Much easier to read and hopefully to parse.

I am not going to write here about the actual implementation of IXmlSerializable. There are plenty of tutorials on the Internet about that. It's not pretty, :) but not too difficult, either.

What was the purpose of this exercise? Now I can send a complex object to SQL in a single query, making inserts and updates simple and not requiring at a call for each instance of each type of complex object. Now, is it fast? I have no idea. Certainly if performance is needed, perhaps the UDT/DataTable approach is faster. However you will have to define a type for each type that you send as a DataTable to a stored procedure.

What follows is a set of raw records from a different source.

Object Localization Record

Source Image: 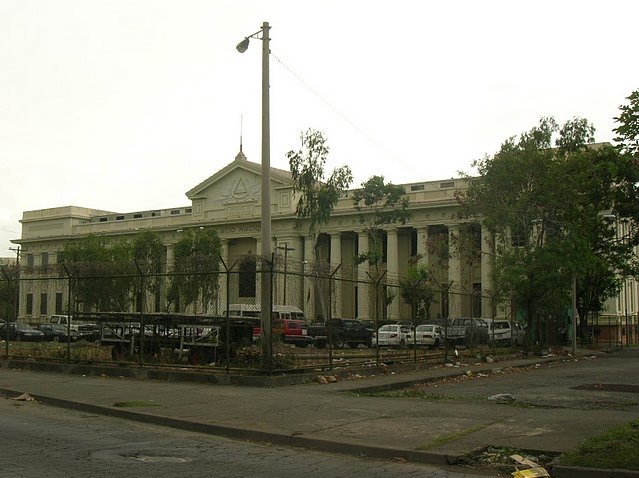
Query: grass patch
[558,420,639,471]
[113,400,160,408]
[418,423,491,450]
[353,387,485,401]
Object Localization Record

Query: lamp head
[235,37,249,53]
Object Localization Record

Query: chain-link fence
[0,255,638,373]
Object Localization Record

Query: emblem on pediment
[222,177,260,203]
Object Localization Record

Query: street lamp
[235,22,271,362]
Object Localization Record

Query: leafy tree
[353,176,410,315]
[286,129,353,241]
[399,255,435,324]
[286,129,353,317]
[167,228,222,310]
[130,230,166,314]
[460,118,632,344]
[614,90,639,158]
[353,176,410,271]
[60,235,134,311]
[0,264,18,322]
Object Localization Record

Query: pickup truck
[49,315,100,340]
[441,317,488,347]
[308,319,373,349]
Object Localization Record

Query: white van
[223,304,306,321]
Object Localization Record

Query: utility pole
[7,246,22,322]
[277,242,295,305]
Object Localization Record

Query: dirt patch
[571,383,639,393]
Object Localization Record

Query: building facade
[13,152,637,344]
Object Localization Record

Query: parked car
[308,319,374,349]
[0,322,44,341]
[373,324,413,348]
[488,320,525,345]
[253,319,313,347]
[38,324,78,342]
[442,317,490,347]
[410,324,442,349]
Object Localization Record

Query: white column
[386,228,400,320]
[302,235,317,322]
[357,231,371,319]
[255,237,262,260]
[448,225,462,318]
[481,227,497,318]
[331,232,343,318]
[215,239,231,314]
[166,244,175,272]
[417,226,428,266]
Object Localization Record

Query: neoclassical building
[13,151,637,344]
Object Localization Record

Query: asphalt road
[0,398,498,478]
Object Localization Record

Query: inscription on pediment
[221,176,260,204]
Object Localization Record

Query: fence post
[0,267,11,359]
[218,255,237,375]
[62,263,73,362]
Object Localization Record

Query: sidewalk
[0,350,637,476]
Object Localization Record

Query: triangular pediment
[186,151,293,201]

An alternative can be a binary serializer and a CLR SQL function that translates it into tables. However, in my project I need to easily implement very custom API methods and to control every aspect, including tracing and profiling the various SQL calls. I believe the customized IXmlSerializable/XML in SQL approach is a reasonable one.

As always, I hope this helps someone.

1 comments:

Andrei Rînea said...

Very good points raised against UDTs... haven't realized all of them till now.